Publicado 09/05/2026 22:01

O Ministério da Saúde critica a recusa de Clavijo em permitir o ancoramento do Hondius: "Ele está boicotando uma operação de importâ

O secretário de Estado da Saúde, Javier Padilla, dá uma entrevista coletiva na sede do Ministério da Saúde, em 8 de maio de 2026, em Madri (Espanha). A coletiva tem como objetivo informar sobre as últimas notícias sobre o surto de hantavírus e o navio ‘
Carlos Luján - Europa Press

MADRID 10 maio (EUROPA PRESS) -

O secretário de Estado da Saúde, Javier Padilla, criticou o presidente do Governo das Canárias, Fernando Clavijo, por sua recusa em permitir que o navio de cruzeiro MV Hondius, afetado por um surto de hantavírus, atracasse em Tenerife, e o acusou de estar “fazendo política para boicotar uma operação de importância mundial”.

“Essa ideia que ele teve de um rato infectado pulando de um navio para nadar 200 metros e escalar o cais para colonizar Tenerife não representa um risco”, explicou Padilla ao vivo no programa La Sexta Xplica, antes de insistir que os serviços de saúde marítima garantem que as pessoas a bordo do MV Hondius “estão assintomáticas” e que “não há roedores no navio, que é novo”.

Da mesma forma, o secretário de Estado esclareceu que o roedor portador do hantavírus “é de montanha, não do mar” e destacou que “todos os anos há 500 cruzeiros para a Argentina e o Chile e nunca houve um surto na Europa”.

Assim sendo, Padilla insistiu que o risco sanitário do MV Hondius é “remoto” e defendeu a operação mobilizada em torno do ancoradouro do navio em Tenerife, ressaltando que os prazos de atuação seguem os protocolos estabelecidos no âmbito do mecanismo europeu de proteção civil, em uma operação que envolve 23 países e que está sendo desenvolvida “em tempo recorde”.

As palavras do secretário de Estado da Saúde respondem a declarações feitas poucos minutos antes pelo presidente das Canárias, que garantiu que não autorizará o ancoradouro do cruzeiro MV Hondius em Tenerife para “não ser cúmplice de algo que coloca em risco a segurança sanitária” das ilhas.

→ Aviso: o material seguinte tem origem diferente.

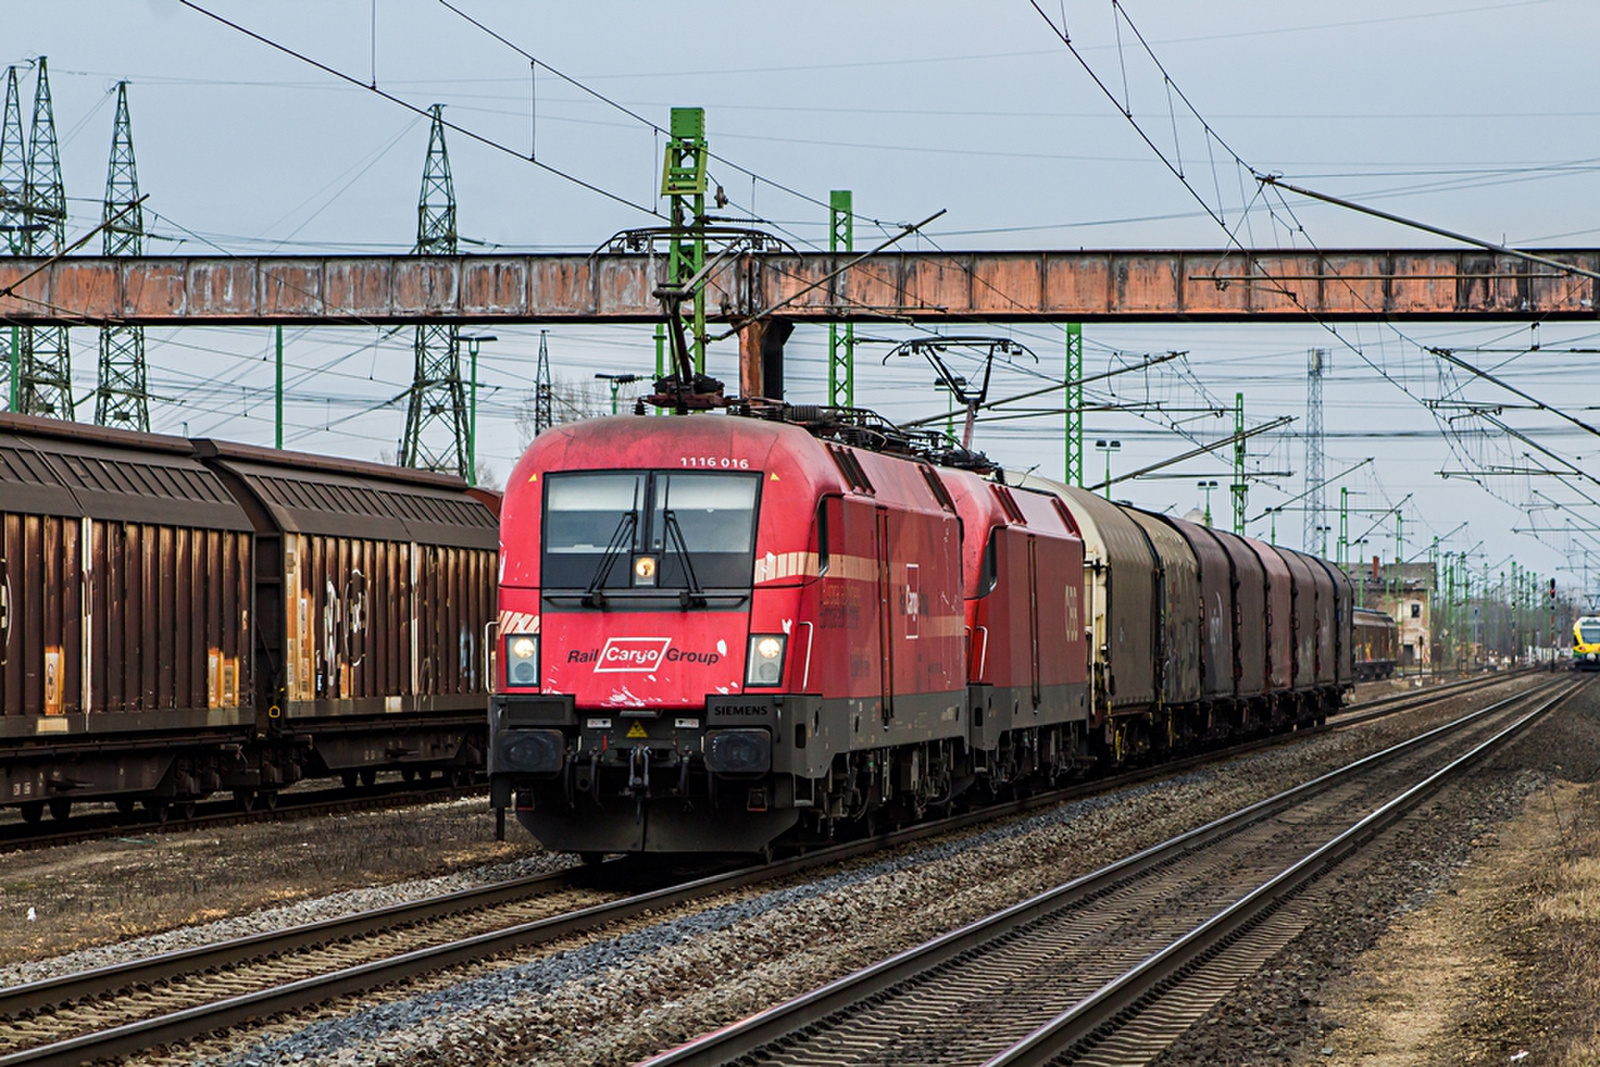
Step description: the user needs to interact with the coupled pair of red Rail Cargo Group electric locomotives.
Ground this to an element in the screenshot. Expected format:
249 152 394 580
490 416 1086 856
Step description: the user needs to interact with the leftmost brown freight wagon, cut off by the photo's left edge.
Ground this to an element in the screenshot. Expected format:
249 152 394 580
0 414 254 821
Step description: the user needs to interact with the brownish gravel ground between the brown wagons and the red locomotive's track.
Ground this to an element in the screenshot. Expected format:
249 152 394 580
0 798 556 985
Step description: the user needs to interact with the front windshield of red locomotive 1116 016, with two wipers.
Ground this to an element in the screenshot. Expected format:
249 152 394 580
542 470 760 606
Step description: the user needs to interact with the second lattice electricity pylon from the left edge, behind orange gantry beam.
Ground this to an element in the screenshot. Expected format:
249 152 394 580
18 56 72 419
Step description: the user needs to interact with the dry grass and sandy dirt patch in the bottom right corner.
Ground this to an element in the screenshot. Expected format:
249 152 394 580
1312 782 1600 1067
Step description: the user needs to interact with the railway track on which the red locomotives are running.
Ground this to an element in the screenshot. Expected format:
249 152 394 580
0 678 1548 1067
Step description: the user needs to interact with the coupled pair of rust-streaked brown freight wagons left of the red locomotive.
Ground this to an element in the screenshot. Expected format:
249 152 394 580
0 414 498 821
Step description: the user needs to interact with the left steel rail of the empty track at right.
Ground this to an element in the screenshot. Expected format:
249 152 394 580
640 675 1561 1067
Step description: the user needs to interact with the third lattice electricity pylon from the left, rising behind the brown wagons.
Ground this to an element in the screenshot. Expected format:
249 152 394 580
94 82 150 432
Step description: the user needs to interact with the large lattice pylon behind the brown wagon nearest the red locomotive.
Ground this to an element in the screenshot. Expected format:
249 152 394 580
400 104 472 478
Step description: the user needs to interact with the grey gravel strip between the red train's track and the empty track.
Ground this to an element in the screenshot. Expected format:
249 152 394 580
159 675 1548 1064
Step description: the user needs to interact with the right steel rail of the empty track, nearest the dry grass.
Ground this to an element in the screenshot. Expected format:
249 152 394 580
984 681 1584 1067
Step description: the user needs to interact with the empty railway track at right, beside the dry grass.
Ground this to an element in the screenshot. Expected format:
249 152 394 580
646 678 1584 1067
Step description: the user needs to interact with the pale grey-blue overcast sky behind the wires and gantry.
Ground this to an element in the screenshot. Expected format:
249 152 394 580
6 0 1600 601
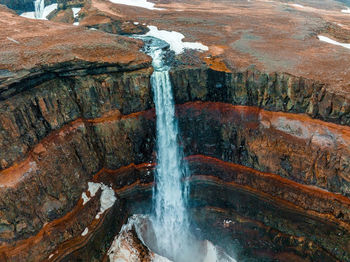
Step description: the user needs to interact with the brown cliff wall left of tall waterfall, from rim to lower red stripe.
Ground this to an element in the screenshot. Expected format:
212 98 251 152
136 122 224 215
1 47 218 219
0 68 154 241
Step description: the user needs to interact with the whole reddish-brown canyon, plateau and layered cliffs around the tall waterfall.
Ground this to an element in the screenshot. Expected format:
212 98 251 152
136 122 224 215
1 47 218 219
0 0 350 261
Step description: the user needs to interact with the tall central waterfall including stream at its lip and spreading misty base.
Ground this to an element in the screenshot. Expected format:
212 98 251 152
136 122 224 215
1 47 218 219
129 36 236 262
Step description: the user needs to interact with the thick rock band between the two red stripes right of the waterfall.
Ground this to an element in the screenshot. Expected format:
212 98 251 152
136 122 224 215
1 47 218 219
179 103 350 196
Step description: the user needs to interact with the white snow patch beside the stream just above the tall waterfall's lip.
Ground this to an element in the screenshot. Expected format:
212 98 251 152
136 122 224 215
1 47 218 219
146 26 209 54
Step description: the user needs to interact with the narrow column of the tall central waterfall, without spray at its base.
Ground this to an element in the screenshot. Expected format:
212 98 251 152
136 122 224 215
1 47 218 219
149 47 191 261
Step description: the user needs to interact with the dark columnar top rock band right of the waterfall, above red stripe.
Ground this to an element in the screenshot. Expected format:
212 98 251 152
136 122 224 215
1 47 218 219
171 66 350 125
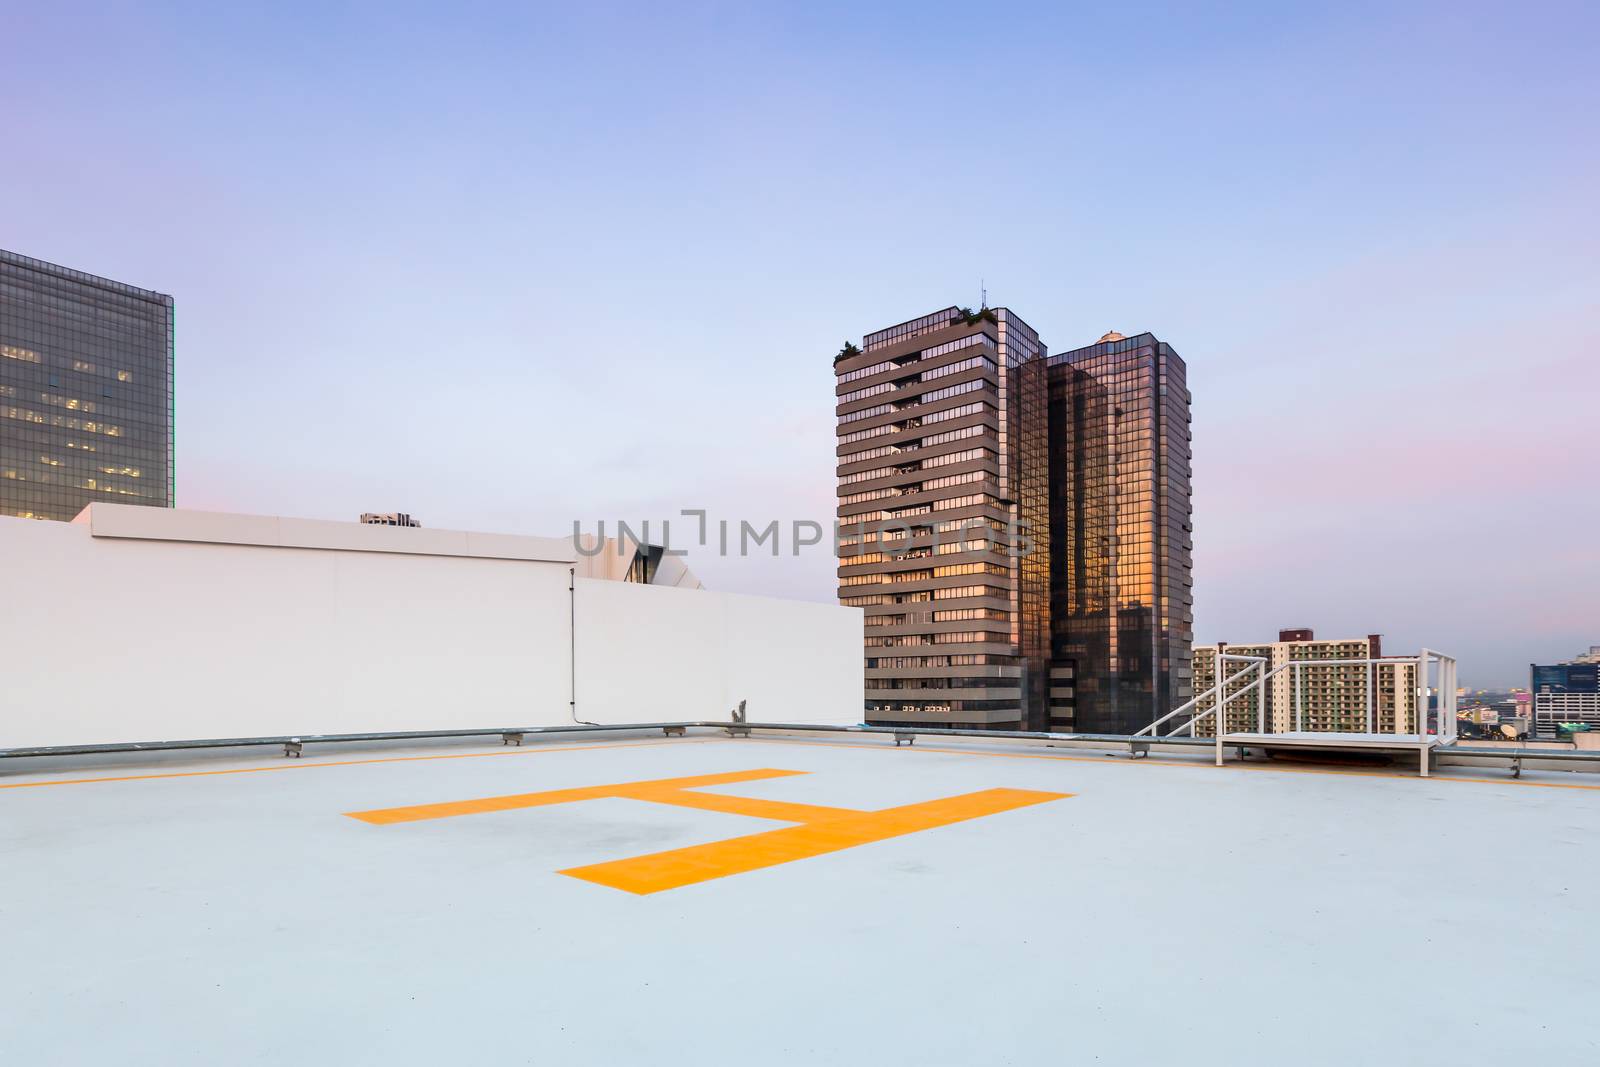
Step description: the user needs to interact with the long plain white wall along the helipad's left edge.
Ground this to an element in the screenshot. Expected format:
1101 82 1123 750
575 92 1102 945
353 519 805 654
0 504 862 750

Clavijo lamentou “a falta de diálogo” com o Executivo nacional, bem como “a falta de entrega dos relatórios e de explicações lógicas” sobre o estado de saúde dos passageiros do navio de cruzeiro, aos quais transmitiu “todo o seu apoio”.

Na mesma linha, o presidente insular destacou que não possui garantias que atestem o “risco zero” da operação e esclareceu que seu Executivo está se orientando pelos critérios das autoridades regionais, “que recomendam que o navio permaneça o menor tempo possível” em águas canárias.